Después del partido, mis amiguitos y yo rompimos la racha británica y nos fuimos a comer a una cadena gringa de comida rápida. Después, tomamos el tram de regreso al centro de la ciudad, bien entrada la noche. En las noches de fin de semana, el centro de la ciudad es un gigantesco antro al aire libre, plagado de jaurías humanas que despliegan distintos grados de prosperidad etílica. No es agradable estar a las diez de la noche en medio de un ambiente así, esperando el bus que pasará en veinticinco minutos más, pero viniendo del país que vengo, hasta esa parada de buses solitaria y oscura frente a la catedral resulta reconfortante.

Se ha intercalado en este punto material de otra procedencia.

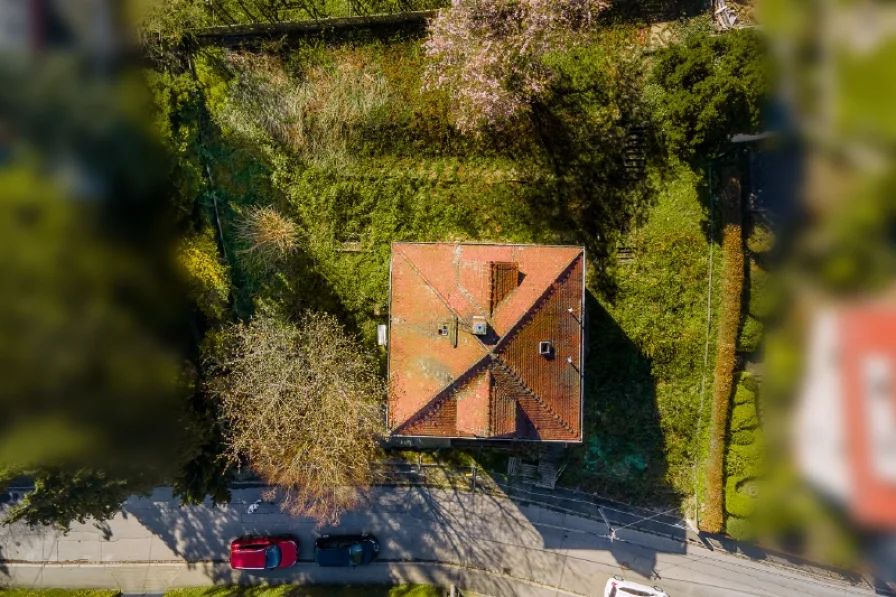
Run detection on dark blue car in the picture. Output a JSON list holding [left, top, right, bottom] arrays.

Pienso mucho en esa sensación de seguridad que siento viviendo aquí. Puede que sea una ilusión. Digo, lo es, lo sé. Apenas comencé a seguir los periódicos locales, conocí el lado de la ciudad que queda fuera de mi burbuja. Esto no quiere decir que idealizaba la ciudad (bueno, un poquito), o que no estuviera consciente de que puedo ser víctima de un crimen en algún momento; pero uno no puede evitar convertir la moneda extranjera a la propia, no puedo evitar comparar. Las noches en las que me encuentro fuera de casa, tengo en mente lo más reciente que leí sobre delitos cometidos y quizás apresure el paso. Aun así, siempre cargo ese dejo de felicidad al recorrer diariamente las calles que conozco, y al explorar nuevas ocasionalmente.

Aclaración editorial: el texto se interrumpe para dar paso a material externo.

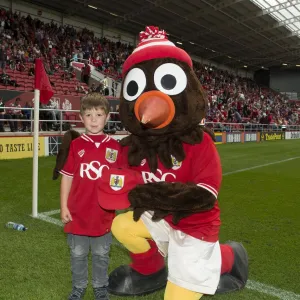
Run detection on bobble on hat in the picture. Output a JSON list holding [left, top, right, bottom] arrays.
[[139, 26, 167, 42]]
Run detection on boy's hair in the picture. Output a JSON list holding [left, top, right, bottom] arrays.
[[80, 93, 109, 115]]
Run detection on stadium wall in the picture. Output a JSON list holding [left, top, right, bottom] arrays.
[[270, 67, 300, 95], [1, 131, 298, 160]]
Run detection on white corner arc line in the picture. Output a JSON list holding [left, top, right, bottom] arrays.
[[246, 280, 300, 300], [35, 213, 63, 227], [223, 157, 300, 176], [42, 209, 61, 216]]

No son solo los espacios públicos los que me alegran, también está mi vida social. Me llevó mucho tiempo aprender a socializar en este país, y esta frase todavía es bastante optimista; mi personalidad hiper-autocrítica no me deja desenvolverme fácilmente en las interacciones más mundanas, ni en inglés ni en español. En todo caso, he hecho avances, y mi memoria se va llenando de rostros conocidos y de rutinas de terceros que se traslapan con la mía. Está la ancianita en la parada de buses por mi casa que espera el bus de las 9:30 am, o los estudiantes que se bajan en paradas que quedan en mi camino a la universidad. Están las personas de los cafés cerca de la oficina, los vendedores de la Big Issue North, y la gente que pasa sus días en la calle. Además, voy a ciertos eventos y reconozco caras de eventos anteriores. Camino por la oficina y saludo gente y gente me saluda.
Nada de lo que menciono se refiere a eventos fuera de lo común, toda la gente se encuentra con gente todos los días. Pero para mí significa mucho. Diariamente, apenas abro la boca, recuerdo mi condición de outsider, pero este lugar se caracteriza por recibir a outsiders con los brazos abiertos (más o menos; a veces), y eso, por ende, me hace sentir que pertenezco aquí. Siento la stickiness de la ciudad, el magnetismo, la sonrisa que deslumbra a pesar de sus dientes torcidos. Vivo con la tentación de llamar a esta ciudad mi ciudad, quiero hacerlo, pero temo el desconsuelo cuando llegue la hora de despegarme.